O que é uma vergonha completa, nós, como humanos que somos e criados, preferimos gastar bilhões para habitar em meio a pedras e poeira, abandonando uma natureza exuberante que nos cerca. Mas que tanto nos incomoda, por certo.

Qualquer cachoeira em nosso interior, aqui muito próximo, é mais linda do que qualquer paisagem de Marte. Claro que precisamos respeitar gostos e escolhas.  Há candidatos para se mudar para lá e passear pelas suas ruas com trajes que os permitam respirar. E sem passagem de volta. Mais de 200 mil pessoas já se inscreveram. ¹

Fico imaginando estas mesmas 200 mil plantando um pé de angelim em alguma beira de estrada: o quanto não fariam diferença ao seu redor. E como vamos salvar o Planeta com tantos querendo ir embora? O que a nossa Terra tem de errado para ser hostilizada ou abandonada?  É ingratidão na veia ou mal da criação? ²

Temos tudo por aqui, desde sempre: ar fresco e puro, de graça, sol e sombra, ambos de graça, ventos e marés, tudo, sempre sem custar um vintém.  Mas parece não está bom. 

Algum tempo atrás li que uma senhora de Bento, indignada que estava, vociferava contra as mudanças climáticas. Isso porque o Rio das Antas teimava em sair do seu leito. E a culpa era de barragens imaginárias ao longo do rio.

_E tem gente que ainda acredita nisso? Gritava.

A história está mais contaminada por guerras ou destruição da natureza do que na construção de paciência, paz ou plantios. E isso reflete essa busca insana pelo desconhecido, pela aventura, por não estar ou sentir perfeição na beleza de nossa casa e na magnífica camada de ozônio que a protege, por exemplo.

Vamos para Marte, então! Lá não haverá rios a contaminar nem matas a destruir.  Já foi tudo destruído mesmo, acho!  Ou, qual Criador, como nós o cremos, teria inventado um deserto, até lindo, digamos, somente para o prazer do seu olhar?  O que fazer por lá se nem borboletas veremos voando?

Vamos construir foguetes mais rápidos do que nunca e queimar combustível à vontade. Mas não é querosene de fora que nos levará pra lá.  É daqui mesmo.  Tungado do solo a qualquer custo e queimando ao ar livre até a exaustão, estas mesmas naves dependem em tudo do que a nossa velha amiga Terra pode ser rapinada por baixo.  E por cima.

Voar é fácil, quando o gás é ainda farto e sugado do solo. Quando acabar, como as naves voltarão?

Nunca se causou tanto dano à casa que nos acolhe. Mas estamos começando a dar conta de que a natureza tem boa memória.
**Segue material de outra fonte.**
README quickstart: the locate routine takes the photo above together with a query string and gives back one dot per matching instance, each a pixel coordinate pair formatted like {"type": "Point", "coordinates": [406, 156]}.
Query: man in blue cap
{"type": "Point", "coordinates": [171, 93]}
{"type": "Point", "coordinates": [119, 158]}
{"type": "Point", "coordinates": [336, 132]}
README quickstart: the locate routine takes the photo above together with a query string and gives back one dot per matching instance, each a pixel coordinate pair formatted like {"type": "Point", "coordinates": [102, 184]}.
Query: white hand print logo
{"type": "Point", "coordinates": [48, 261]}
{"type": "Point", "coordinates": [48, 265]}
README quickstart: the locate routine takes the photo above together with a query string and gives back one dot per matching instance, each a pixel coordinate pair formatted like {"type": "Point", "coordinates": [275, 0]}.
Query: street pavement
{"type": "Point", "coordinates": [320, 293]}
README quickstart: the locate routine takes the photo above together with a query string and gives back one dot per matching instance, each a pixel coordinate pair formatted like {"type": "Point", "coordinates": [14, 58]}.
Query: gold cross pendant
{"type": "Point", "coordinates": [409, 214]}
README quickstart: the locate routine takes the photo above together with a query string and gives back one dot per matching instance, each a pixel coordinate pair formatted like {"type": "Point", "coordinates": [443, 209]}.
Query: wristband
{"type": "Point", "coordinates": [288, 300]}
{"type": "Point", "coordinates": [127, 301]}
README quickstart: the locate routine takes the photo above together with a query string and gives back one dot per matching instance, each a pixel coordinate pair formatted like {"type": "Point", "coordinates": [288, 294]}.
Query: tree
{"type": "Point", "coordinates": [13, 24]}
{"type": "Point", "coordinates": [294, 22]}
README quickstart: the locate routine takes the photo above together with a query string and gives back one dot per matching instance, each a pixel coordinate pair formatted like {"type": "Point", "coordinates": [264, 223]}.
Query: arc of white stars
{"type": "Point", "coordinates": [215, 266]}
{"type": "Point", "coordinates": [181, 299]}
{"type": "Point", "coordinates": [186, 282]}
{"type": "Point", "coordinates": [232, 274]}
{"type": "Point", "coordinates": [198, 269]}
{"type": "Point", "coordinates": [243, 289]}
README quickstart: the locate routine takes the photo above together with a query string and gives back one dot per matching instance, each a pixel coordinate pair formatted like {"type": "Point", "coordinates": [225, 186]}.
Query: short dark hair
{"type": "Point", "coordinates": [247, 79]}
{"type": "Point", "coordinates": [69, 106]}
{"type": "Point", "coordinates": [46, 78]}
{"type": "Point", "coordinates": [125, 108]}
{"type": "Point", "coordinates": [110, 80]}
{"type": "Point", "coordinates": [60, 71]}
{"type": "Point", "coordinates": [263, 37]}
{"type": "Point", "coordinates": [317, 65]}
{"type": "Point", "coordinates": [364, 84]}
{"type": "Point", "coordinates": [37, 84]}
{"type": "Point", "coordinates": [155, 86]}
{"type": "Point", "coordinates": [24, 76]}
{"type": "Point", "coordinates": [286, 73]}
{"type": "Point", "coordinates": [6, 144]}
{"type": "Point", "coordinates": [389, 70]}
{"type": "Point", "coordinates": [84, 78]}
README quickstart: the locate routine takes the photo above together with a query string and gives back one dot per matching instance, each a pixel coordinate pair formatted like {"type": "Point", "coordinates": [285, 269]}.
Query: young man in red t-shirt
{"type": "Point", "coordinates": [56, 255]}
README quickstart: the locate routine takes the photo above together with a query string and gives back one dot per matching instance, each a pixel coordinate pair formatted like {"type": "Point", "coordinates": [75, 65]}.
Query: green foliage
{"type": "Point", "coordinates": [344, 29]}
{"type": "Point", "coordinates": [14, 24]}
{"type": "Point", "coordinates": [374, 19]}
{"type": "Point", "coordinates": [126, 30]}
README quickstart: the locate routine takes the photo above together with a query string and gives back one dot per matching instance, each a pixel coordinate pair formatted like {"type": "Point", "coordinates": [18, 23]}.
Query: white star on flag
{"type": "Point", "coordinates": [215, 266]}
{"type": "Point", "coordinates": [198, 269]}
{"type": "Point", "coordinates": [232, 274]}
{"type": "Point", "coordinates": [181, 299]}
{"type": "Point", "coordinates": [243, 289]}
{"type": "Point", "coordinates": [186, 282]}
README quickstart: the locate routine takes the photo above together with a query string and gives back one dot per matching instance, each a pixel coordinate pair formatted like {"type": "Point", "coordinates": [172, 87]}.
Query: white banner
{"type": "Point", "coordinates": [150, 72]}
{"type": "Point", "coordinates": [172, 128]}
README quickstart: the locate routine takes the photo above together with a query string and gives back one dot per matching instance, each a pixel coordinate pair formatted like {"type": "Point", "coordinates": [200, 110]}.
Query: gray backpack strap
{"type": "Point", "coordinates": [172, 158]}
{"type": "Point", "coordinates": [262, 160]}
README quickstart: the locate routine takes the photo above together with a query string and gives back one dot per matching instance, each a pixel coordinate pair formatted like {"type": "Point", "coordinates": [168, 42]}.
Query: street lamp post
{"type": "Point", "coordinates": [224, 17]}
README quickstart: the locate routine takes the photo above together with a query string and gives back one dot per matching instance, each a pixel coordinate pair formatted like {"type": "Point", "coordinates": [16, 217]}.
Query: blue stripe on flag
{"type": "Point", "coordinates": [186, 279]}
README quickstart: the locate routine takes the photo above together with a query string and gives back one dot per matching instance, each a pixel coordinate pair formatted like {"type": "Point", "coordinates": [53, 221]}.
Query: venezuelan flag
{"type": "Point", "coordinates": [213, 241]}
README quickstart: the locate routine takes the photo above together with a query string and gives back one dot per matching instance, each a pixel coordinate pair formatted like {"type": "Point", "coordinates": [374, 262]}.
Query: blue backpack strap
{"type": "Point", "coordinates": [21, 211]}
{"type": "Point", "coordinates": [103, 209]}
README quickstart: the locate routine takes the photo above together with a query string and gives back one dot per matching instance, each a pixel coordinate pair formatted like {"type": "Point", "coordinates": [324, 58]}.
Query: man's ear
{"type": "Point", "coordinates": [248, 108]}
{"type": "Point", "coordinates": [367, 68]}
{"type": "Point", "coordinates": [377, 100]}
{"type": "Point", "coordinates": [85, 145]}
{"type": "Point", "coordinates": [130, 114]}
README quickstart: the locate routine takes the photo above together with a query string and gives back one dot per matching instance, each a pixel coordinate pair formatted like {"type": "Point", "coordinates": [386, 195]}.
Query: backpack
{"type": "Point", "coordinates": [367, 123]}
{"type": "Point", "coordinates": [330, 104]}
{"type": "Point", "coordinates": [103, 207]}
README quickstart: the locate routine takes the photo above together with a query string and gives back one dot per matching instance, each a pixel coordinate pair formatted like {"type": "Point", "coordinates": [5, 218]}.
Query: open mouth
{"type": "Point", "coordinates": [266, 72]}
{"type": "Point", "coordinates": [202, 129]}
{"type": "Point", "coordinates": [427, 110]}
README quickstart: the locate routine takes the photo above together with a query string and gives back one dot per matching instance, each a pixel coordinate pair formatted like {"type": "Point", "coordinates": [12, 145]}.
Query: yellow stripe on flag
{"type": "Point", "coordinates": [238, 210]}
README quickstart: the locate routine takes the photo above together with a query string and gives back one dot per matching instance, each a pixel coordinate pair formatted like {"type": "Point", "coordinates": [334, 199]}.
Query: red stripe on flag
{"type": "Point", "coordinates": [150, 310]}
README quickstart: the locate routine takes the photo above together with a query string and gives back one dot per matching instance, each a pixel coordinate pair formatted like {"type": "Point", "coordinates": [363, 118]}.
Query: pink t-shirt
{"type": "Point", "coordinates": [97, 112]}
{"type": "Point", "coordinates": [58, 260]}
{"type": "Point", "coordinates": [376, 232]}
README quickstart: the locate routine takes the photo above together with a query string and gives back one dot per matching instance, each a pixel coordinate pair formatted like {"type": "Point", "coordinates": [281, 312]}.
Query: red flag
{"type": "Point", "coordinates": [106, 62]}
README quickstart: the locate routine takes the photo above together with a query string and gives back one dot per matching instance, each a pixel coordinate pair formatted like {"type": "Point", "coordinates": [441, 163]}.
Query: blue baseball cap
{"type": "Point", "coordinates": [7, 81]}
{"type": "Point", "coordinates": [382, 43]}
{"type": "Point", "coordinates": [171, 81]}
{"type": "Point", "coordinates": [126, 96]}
Vendo as chuvas e ventos, diariamente, sobre as cidades do país, devidamente permeabilizadas, somos confrontados com temporais que, em minutos, fazem de ruas, rios, de pedestres, vítimas.  Pessoas e carros são arrastados, em um clima que nunca se deixa controlar. E vemos nossos governantes ficando mestres em justificar os desastres.  A culpa será da natureza, querem apostar? Vamos para Marte! Lá, sequer os rios subirão.

A Revolução Industrial ficou registrada como o maior desastre ambiental do Planeta.  Poderíamos conquistar a mesma coisa, sem a devastação ocorrida. Mas sempre nos foi mais fácil, primeiro, destruir.

Pois é.  Por estas e outras razões é que os livros de história têm de ser queimados, quando um líder ou um governo tenta se impor sobre seus súditos.  A história é mestra implacável e não negocia. Basta olhar em terras devastadas por conflitos ou pela exploração sem medida e ver que ali mesmo foi necessário abandonar tudo. Ou observar o Rio Paraguai, que a cada ano diminui a sua vazão. Isso não nos incomoda?

Salvo a afirmação do ex-ministro Pedro Malan, ou de quem a tenha dito, ‘no Brasil, até o passado é incerto’. A história é única e não se dobra as preferências de quem a conta.  Ela é fluida como a água e continua a escorrer, sem se importar com o perfil de quem a conta.

E o que vemos é isso: a destruição gerando mais destruição, a poluição afetando nosso cérebro, a ambição desmedida excitando a desigualdade e rios e fontes secando por toda parte. Há lições preciosas não aprendidas no manejo e convivência com o nosso chão e nossas mentes.

Quem se importa?

Há muitíssimo mais pessoas de olho no dólar e nos índices de rentabilidade diários do que na devastação do nosso meio. E a cada árvore que vem abaixo é um lamento plantado para um futuro que bate à porta. Não que somos tão apaixonados assim, por ipês ou jamelões, mas é que adoramos respirar, não é mesmo?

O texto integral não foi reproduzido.